Miranda Alfaro said she’s had a difficult time finding a part-time job that fits her busy academic schedule.
The 16-year-old plays the viola in Plano West High School’s orchestra and is a member of the school’s color guard, winter guard, National Honor Society chapter, and speech and debate teams. Skratch, a mobile app on her iPhone, has helped her find paid temporary jobs in her North Dallas neighborhood when she does have time, she said.
“There are some days of the week when I happen to be free, and with pure luck there will be gigs available on those days,” Alfaro said. “I will accept them, and it’s a good way to make money.”
The free app helps North Texas teens and young adults ages 14 to 20 find temp gigs in their neighborhoods.
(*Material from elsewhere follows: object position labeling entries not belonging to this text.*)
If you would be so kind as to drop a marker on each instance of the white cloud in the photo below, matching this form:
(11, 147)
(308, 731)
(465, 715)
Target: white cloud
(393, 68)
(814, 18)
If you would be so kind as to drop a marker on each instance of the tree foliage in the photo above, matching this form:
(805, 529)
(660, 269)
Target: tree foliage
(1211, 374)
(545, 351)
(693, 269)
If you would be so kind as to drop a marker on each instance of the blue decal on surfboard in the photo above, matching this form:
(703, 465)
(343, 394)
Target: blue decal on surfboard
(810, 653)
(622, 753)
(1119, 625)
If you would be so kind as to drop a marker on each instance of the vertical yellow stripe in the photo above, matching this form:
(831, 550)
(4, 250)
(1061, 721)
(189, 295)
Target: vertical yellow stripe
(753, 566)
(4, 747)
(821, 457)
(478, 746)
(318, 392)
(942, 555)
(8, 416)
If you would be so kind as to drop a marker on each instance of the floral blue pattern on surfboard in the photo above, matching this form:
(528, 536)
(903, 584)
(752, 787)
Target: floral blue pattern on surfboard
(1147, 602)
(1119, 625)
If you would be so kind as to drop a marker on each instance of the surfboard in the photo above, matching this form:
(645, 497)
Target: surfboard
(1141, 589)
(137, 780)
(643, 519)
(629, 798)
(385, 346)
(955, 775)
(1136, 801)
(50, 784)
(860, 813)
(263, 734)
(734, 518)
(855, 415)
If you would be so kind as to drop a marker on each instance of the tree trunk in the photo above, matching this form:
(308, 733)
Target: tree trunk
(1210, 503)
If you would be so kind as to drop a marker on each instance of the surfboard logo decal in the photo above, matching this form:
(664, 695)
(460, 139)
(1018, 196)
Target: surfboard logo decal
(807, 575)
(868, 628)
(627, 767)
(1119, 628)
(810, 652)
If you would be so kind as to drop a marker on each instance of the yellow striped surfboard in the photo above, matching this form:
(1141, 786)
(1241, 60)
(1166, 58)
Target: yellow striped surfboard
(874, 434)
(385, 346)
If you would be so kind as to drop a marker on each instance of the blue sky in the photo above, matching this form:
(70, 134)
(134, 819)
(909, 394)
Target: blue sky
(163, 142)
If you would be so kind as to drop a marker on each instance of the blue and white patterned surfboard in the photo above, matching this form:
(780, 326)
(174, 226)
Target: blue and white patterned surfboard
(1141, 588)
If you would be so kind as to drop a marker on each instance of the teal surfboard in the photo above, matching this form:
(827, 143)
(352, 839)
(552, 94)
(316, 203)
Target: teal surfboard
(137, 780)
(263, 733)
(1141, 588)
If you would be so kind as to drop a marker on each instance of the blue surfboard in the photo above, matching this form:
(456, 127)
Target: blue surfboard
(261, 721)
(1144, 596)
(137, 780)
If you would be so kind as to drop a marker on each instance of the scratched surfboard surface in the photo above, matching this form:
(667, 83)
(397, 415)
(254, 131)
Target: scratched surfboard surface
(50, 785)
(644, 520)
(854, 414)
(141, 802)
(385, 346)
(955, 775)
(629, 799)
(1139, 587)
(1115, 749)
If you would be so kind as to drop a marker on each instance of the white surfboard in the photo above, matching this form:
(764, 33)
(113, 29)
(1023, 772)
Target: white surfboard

The jobs, which include things like dog walking, yard work and tutoring small children, pay $12 to $15 an hour and must take less than three hours to complete.
Alfaro said she has accepted Skratch jobs organizing her neighbor’s garage and babysitting another neighbor’s kids.
“I’ve had a lot of them request me again and text me outside the app asking me when I was available because they were planning to post to the app and wanted me to accept the gig,” she said.
Scott Bennett, Skratch co-founder and CEO, said he came up with the idea for the app after his friend and co-founder, Ronen Akiva, told him his teenage son couldn’t find a job that would work with his overloaded academic calendar.
The two found other parents with similar stories and decided to come up with a way to provide work experience to teens with packed schedules.
“We beat up millennials about not having experience,” he said. “But before beating the younger generation up, why not give them a chance?”
Teens under 17 must have a parent authorize their account on the app before they can book jobs, Bennett said. Parents are sent mobile notifications every time their child accepts work.
Users who are 17 years old or older are also screened against the Texas Public Sex Offender Registry, he said.
“Safety is our single priority as a business,” Bennett said. “For every interaction that the teen has, Mom and Dad know where they are going.”